What does a typical call cost?

Pricing varies dramatically by expert seniority, geography, and the buyer's subscription tier — and no vendor publishes a public rate card. The right answer is to ask each vendor for a written rate sheet during procurement and to benchmark across at least two suppliers before committing. Treat any single number you hear secondhand as a rumor.
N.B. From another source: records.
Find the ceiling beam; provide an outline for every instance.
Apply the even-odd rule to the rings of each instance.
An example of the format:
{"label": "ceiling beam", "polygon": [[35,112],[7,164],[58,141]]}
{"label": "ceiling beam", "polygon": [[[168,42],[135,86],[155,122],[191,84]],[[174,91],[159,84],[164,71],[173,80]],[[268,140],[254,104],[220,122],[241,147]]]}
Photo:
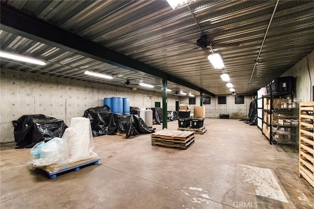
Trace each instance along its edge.
{"label": "ceiling beam", "polygon": [[7,4],[0,4],[1,29],[122,68],[166,79],[209,96],[212,93]]}

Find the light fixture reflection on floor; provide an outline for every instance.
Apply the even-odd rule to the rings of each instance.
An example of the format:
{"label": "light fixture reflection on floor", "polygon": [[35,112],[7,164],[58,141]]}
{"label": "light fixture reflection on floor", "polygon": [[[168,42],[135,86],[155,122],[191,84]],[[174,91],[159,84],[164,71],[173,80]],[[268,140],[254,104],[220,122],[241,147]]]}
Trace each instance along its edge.
{"label": "light fixture reflection on floor", "polygon": [[95,73],[94,72],[91,72],[88,71],[86,71],[84,73],[84,74],[88,75],[89,76],[96,76],[96,77],[102,78],[107,78],[107,79],[113,78],[113,77],[112,77],[112,76],[108,76],[105,74],[103,74],[102,73]]}
{"label": "light fixture reflection on floor", "polygon": [[2,51],[0,51],[0,57],[22,61],[25,62],[29,62],[30,63],[36,64],[40,65],[46,65],[47,64],[47,62],[41,59],[36,59],[35,58]]}
{"label": "light fixture reflection on floor", "polygon": [[223,74],[221,74],[220,76],[220,78],[222,79],[222,80],[224,81],[229,81],[230,78],[229,78],[229,75],[226,73],[224,73]]}
{"label": "light fixture reflection on floor", "polygon": [[213,53],[209,54],[207,58],[214,68],[216,69],[222,69],[225,68],[225,65],[222,61],[222,59],[221,59],[221,57],[220,57],[219,54]]}
{"label": "light fixture reflection on floor", "polygon": [[226,83],[226,85],[227,85],[227,87],[228,88],[233,88],[234,87],[234,85],[232,84],[232,83],[229,83],[229,82]]}
{"label": "light fixture reflection on floor", "polygon": [[138,84],[140,86],[145,86],[148,88],[154,88],[154,86],[153,85],[149,84],[148,83],[139,83]]}

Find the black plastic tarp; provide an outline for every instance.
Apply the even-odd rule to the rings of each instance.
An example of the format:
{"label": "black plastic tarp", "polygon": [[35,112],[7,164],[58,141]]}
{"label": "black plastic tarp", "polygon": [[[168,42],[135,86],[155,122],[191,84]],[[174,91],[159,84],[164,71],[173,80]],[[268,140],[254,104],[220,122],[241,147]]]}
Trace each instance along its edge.
{"label": "black plastic tarp", "polygon": [[162,123],[162,108],[152,107],[153,110],[153,119],[156,120],[157,124],[161,124]]}
{"label": "black plastic tarp", "polygon": [[255,125],[257,123],[257,100],[254,99],[251,102],[248,116],[249,120],[247,124],[250,126]]}
{"label": "black plastic tarp", "polygon": [[131,114],[139,115],[140,110],[140,109],[136,106],[130,107],[130,114]]}
{"label": "black plastic tarp", "polygon": [[83,117],[89,119],[90,121],[93,136],[106,134],[112,114],[113,112],[106,104],[85,110]]}
{"label": "black plastic tarp", "polygon": [[175,111],[168,111],[168,120],[170,121],[176,121],[178,120],[178,113]]}
{"label": "black plastic tarp", "polygon": [[115,132],[125,133],[126,138],[142,133],[151,133],[155,131],[149,130],[142,118],[136,115],[114,113],[107,129],[107,134],[113,135]]}
{"label": "black plastic tarp", "polygon": [[63,120],[42,114],[24,115],[13,123],[16,148],[19,149],[31,148],[40,141],[61,137],[68,128]]}

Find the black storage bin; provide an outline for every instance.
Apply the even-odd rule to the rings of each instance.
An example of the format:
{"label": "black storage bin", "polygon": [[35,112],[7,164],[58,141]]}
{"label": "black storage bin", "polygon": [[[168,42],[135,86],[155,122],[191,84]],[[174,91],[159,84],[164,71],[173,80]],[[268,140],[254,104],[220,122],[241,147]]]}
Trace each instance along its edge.
{"label": "black storage bin", "polygon": [[222,119],[229,119],[229,114],[220,114],[219,115],[219,117]]}
{"label": "black storage bin", "polygon": [[180,128],[189,127],[191,125],[191,118],[178,118],[179,127]]}
{"label": "black storage bin", "polygon": [[203,127],[204,123],[204,118],[192,118],[191,126],[193,129],[199,129]]}
{"label": "black storage bin", "polygon": [[266,90],[267,91],[267,93],[269,94],[270,93],[270,84],[269,84],[267,86],[266,86]]}
{"label": "black storage bin", "polygon": [[272,92],[292,91],[294,86],[294,78],[292,76],[275,78],[270,84]]}
{"label": "black storage bin", "polygon": [[189,118],[190,112],[190,111],[187,111],[186,112],[184,111],[179,111],[178,112],[179,115],[178,115],[178,117],[181,118]]}

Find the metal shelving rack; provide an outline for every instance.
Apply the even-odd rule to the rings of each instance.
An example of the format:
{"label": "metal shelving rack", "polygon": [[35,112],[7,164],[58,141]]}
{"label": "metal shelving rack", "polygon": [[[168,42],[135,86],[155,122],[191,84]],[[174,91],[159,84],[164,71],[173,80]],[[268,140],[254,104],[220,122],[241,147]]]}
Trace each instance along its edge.
{"label": "metal shelving rack", "polygon": [[314,102],[300,103],[300,177],[314,187]]}
{"label": "metal shelving rack", "polygon": [[[268,140],[268,141],[269,142],[269,144],[272,145],[274,144],[275,145],[275,146],[277,146],[278,145],[284,145],[289,144],[289,143],[287,143],[287,142],[278,141],[277,140],[275,140],[275,141],[273,141],[273,133],[272,133],[272,132],[273,132],[272,116],[273,116],[273,112],[274,111],[274,109],[273,107],[273,99],[274,97],[277,98],[277,97],[282,97],[282,96],[287,96],[287,95],[290,95],[291,97],[290,98],[291,99],[291,102],[293,102],[293,92],[292,91],[283,92],[272,92],[271,88],[270,88],[269,93],[267,93],[265,95],[263,95],[262,96],[263,103],[262,103],[262,134],[264,135],[266,137],[266,138]],[[264,98],[267,98],[269,99],[270,109],[265,109],[264,106]],[[270,115],[269,123],[264,121],[264,115],[265,112],[268,113]],[[295,117],[296,117],[297,116],[297,115],[296,115]],[[267,135],[266,135],[265,133],[264,133],[264,132],[263,131],[263,127],[264,126],[267,126],[267,127],[269,127],[269,130],[270,132],[269,137]],[[298,134],[296,134],[296,136],[295,136],[296,134],[293,133],[293,136],[297,136],[298,138]],[[298,139],[296,139],[296,140],[297,141],[298,141]]]}
{"label": "metal shelving rack", "polygon": [[272,124],[272,144],[285,146],[298,152],[299,103],[294,108],[274,108]]}

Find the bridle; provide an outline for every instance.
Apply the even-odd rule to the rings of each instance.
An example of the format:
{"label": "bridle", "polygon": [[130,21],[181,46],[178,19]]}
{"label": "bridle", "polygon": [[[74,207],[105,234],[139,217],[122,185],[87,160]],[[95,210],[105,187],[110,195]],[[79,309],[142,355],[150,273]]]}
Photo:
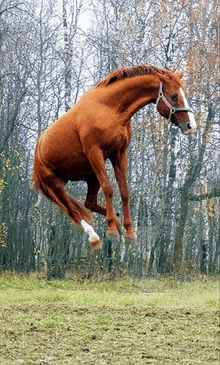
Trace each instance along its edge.
{"label": "bridle", "polygon": [[176,112],[191,112],[191,113],[193,113],[192,109],[190,109],[190,108],[185,108],[185,107],[175,108],[174,106],[172,106],[163,94],[163,84],[162,84],[162,82],[160,82],[159,95],[158,95],[157,100],[156,100],[156,106],[158,105],[160,100],[163,100],[163,102],[166,104],[166,106],[168,106],[168,108],[170,109],[170,114],[169,114],[168,121],[170,121],[171,116]]}

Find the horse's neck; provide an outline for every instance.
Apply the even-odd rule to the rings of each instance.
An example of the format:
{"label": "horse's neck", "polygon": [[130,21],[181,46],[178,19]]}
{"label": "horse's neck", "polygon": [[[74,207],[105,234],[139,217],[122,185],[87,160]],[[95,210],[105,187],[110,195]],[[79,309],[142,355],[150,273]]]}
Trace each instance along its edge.
{"label": "horse's neck", "polygon": [[116,81],[106,87],[108,105],[118,114],[130,119],[145,105],[155,102],[159,90],[159,78],[155,75],[136,76]]}

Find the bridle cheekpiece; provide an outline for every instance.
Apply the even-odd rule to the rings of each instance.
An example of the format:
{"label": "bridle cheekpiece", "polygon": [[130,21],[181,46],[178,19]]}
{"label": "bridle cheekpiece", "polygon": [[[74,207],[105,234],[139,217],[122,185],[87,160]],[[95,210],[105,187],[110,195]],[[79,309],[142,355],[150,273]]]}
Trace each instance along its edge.
{"label": "bridle cheekpiece", "polygon": [[159,88],[159,94],[158,94],[158,97],[157,97],[157,100],[156,100],[156,106],[158,105],[160,100],[162,100],[166,104],[166,106],[168,106],[168,108],[170,110],[168,121],[170,121],[171,116],[176,112],[191,112],[191,113],[193,113],[192,109],[190,109],[190,108],[185,108],[185,107],[175,108],[174,106],[172,106],[163,94],[163,84],[162,84],[162,82],[160,82],[160,88]]}

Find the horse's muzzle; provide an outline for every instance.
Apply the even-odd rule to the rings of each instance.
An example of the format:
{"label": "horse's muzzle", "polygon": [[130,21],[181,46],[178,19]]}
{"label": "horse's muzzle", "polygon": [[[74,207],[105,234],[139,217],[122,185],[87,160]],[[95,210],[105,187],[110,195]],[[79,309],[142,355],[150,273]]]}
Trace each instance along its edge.
{"label": "horse's muzzle", "polygon": [[186,122],[186,121],[180,121],[178,123],[178,127],[181,129],[183,134],[189,135],[196,132],[196,125],[194,123]]}

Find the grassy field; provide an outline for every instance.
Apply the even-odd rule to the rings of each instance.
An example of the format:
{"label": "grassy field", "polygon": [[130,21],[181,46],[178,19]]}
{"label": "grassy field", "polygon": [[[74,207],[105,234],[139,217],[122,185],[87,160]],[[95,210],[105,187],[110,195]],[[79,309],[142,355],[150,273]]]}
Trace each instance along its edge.
{"label": "grassy field", "polygon": [[219,365],[219,281],[0,277],[0,364]]}

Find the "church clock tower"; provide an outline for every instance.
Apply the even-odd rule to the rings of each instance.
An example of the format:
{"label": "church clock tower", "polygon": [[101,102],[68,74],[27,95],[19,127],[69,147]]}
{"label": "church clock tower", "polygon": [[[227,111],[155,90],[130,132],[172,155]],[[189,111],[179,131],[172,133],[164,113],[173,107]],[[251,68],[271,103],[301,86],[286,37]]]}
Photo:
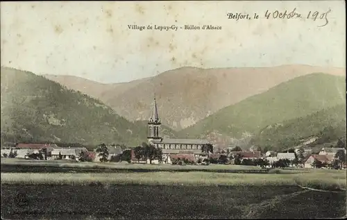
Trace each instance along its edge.
{"label": "church clock tower", "polygon": [[160,119],[158,114],[157,103],[155,101],[155,97],[154,97],[153,109],[152,112],[152,115],[149,119],[148,126],[149,126],[149,136],[147,137],[147,140],[149,143],[153,142],[161,142],[162,138],[160,136],[159,130],[160,128]]}

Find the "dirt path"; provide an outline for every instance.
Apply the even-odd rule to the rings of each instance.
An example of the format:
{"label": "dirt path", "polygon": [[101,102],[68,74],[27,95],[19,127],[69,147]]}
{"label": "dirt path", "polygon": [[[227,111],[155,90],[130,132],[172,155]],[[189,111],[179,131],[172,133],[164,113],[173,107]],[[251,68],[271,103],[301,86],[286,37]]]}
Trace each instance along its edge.
{"label": "dirt path", "polygon": [[301,189],[309,189],[309,190],[312,190],[312,191],[333,192],[333,193],[346,193],[346,189],[341,189],[341,190],[342,190],[342,191],[330,191],[330,190],[317,189],[314,189],[314,188],[303,187],[303,186],[300,185],[297,185],[297,186],[299,187],[301,187]]}
{"label": "dirt path", "polygon": [[243,219],[257,219],[257,217],[260,216],[262,212],[265,212],[266,209],[272,208],[278,204],[283,202],[283,201],[290,199],[298,195],[309,192],[308,189],[302,190],[294,192],[289,194],[283,194],[274,196],[273,198],[266,200],[260,203],[250,205],[251,208],[248,214],[245,214]]}

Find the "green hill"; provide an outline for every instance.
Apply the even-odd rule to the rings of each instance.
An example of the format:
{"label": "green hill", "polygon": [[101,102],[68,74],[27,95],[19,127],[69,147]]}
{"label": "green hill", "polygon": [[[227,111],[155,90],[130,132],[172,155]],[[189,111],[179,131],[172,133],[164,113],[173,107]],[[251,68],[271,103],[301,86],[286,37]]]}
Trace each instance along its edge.
{"label": "green hill", "polygon": [[135,146],[146,139],[144,123],[130,122],[80,92],[15,69],[1,67],[1,76],[2,143],[104,142]]}
{"label": "green hill", "polygon": [[253,144],[262,148],[286,149],[301,144],[311,137],[316,144],[346,137],[346,105],[337,105],[312,115],[272,124],[262,130]]}
{"label": "green hill", "polygon": [[345,91],[342,76],[317,73],[297,77],[226,107],[179,135],[207,136],[215,131],[234,138],[254,135],[268,125],[345,104]]}

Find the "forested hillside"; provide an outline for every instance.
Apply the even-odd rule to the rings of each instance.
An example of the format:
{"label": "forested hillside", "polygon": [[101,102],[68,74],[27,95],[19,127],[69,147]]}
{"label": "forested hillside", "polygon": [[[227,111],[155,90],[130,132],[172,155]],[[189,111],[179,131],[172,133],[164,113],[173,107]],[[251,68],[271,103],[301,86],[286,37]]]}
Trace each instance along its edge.
{"label": "forested hillside", "polygon": [[15,69],[1,67],[1,142],[135,146],[146,139],[145,124],[130,122],[80,92]]}

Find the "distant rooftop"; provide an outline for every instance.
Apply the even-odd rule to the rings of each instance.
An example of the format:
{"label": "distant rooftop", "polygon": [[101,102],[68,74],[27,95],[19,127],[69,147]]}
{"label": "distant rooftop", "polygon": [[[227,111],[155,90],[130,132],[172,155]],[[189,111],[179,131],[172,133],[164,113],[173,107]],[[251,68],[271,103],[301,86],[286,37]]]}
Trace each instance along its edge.
{"label": "distant rooftop", "polygon": [[171,139],[164,138],[162,142],[155,142],[154,144],[206,144],[210,142],[206,139]]}

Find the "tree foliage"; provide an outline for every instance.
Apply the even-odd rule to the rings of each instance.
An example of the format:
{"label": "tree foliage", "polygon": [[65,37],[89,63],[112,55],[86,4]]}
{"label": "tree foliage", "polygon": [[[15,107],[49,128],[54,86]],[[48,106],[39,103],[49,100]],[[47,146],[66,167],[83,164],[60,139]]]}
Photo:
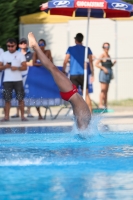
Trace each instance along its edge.
{"label": "tree foliage", "polygon": [[[39,12],[47,0],[0,0],[0,46],[10,37],[19,38],[19,17]],[[133,4],[133,0],[125,0]]]}
{"label": "tree foliage", "polygon": [[19,17],[40,11],[46,0],[0,0],[0,46],[10,37],[19,38]]}

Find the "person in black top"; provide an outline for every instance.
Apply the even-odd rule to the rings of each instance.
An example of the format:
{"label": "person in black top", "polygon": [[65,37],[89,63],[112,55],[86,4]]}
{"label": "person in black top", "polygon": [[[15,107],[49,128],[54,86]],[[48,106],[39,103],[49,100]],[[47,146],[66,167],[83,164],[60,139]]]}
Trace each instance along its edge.
{"label": "person in black top", "polygon": [[[28,48],[28,42],[26,38],[21,38],[19,40],[18,51],[20,51],[23,55],[25,55],[27,67],[33,66],[33,61],[32,61],[33,53]],[[27,74],[27,71],[28,71],[28,68],[26,71],[22,72],[22,76],[25,76]],[[11,117],[12,118],[19,117],[19,108],[17,108],[17,113]],[[30,107],[27,108],[27,117],[33,117],[30,113]]]}

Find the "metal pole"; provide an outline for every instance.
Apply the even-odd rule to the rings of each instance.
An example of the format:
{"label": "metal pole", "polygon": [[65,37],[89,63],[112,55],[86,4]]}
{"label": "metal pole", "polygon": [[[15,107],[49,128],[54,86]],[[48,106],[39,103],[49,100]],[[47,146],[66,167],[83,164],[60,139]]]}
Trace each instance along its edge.
{"label": "metal pole", "polygon": [[85,46],[85,58],[84,58],[84,87],[83,87],[83,99],[86,97],[86,84],[87,84],[87,62],[88,62],[88,40],[89,40],[89,23],[90,23],[91,9],[88,9],[88,20],[86,29],[86,46]]}
{"label": "metal pole", "polygon": [[[117,58],[117,21],[115,20],[115,58]],[[115,100],[118,100],[118,63],[115,64]]]}

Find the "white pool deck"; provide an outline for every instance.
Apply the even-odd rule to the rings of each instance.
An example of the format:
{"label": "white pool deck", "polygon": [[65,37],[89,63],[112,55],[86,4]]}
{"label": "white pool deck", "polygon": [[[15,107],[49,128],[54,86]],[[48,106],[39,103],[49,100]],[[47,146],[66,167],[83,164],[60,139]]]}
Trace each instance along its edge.
{"label": "white pool deck", "polygon": [[[60,107],[51,107],[53,116],[57,114]],[[106,125],[125,125],[132,127],[133,130],[133,108],[132,107],[113,107],[113,113],[104,113],[104,114],[93,114],[93,116],[99,115],[104,116],[101,119],[101,122]],[[10,116],[15,114],[16,109],[11,108]],[[29,121],[21,121],[21,118],[10,118],[9,122],[0,122],[0,127],[33,127],[33,126],[72,126],[73,115],[70,112],[67,116],[68,109],[63,109],[59,116],[56,119],[51,119],[50,112],[47,112],[46,119],[38,120],[38,115],[36,109],[31,108],[31,113],[34,115],[34,118],[28,118]],[[44,116],[45,108],[41,107],[41,113]],[[25,114],[25,117],[27,114]],[[0,109],[0,119],[4,117],[3,109]],[[99,117],[100,118],[100,117]]]}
Is the call covered by my NDA?

Standard practice: yes, but you should confirm. Reputable networks operate under an MSA that includes confidentiality terms covering the engagement, the brief, and the expert's identity. The expert separately signs a confidentiality agreement before the call. If either is missing, ask before booking.

Can I ask experts about their current employer?

About the company in general, often yes; about non-public matters (financials, strategy, customer pipelines, M&A), no. The network should brief the expert on which topics are off-limits and reinforce the boundary during the screening step.

When does a transcript library beat fresh calls?

Transcript libraries — notably AlphaSense's Tegus product, Third Bridge Forum, and Guidepoint Insights — excel when the question is historical, broad-market, or has already been asked recently by another buyer. Fresh calls win when the question is novel, time-sensitive, or requires a specific operator perspective the library doesn't contain. Most projects use both: scan the library to triage the obvious, run fresh calls on the gaps.

The 2026 landscape

Three structural shifts shape what buyers are evaluating right now:

  • Transcript libraries have moved from a feature to a category. AlphaSense's acquisition of Tegus in 2024 was the signal: reusable expert content is now sold as a standalone product, separate from live calls.
  • AI-driven matching has moved from marketing claim to real product surface. A handful of platforms now publish written match rationale, run inline conflict checks, and decompose briefs automatically — capabilities that didn't exist as productized workflows three years ago.
  • Compliance language is converging. MNPI prohibitions, screening, and audit logs are now baseline everywhere. The differentiation is in how visible and exportable those artifacts are.
$930M

AlphaSense paid for Tegus in June 2024 — the deal that productized the transcript library as a standalone category.

Source: AlphaSense press release, June 11, 2024

What to ask any vendor now: not "can you do compliance?" but "can you show me the audit log?" Not "do you use AI?" but "which step, and what artifact does it produce?"

Footnotes

  1. GLG was founded by Mark Gerson and Thomas Lehrman in 1998. The company's own corporate history and contemporaneous coverage in the financial press describe it as the first firm to formalize on-demand access to subject-matter experts as a paid service.

  2. SEC Litigation Release No. 21806 (February 2011), United States v. Fleishman et al., S.D.N.Y. James Fleishman, a Primary Global Research sales executive, was convicted of conspiracy to commit securities fraud after coordinating MNPI tips from current-employee experts to hedge fund clients. The case is widely cited in compliance literature as the inflection point for expert-network compliance practice.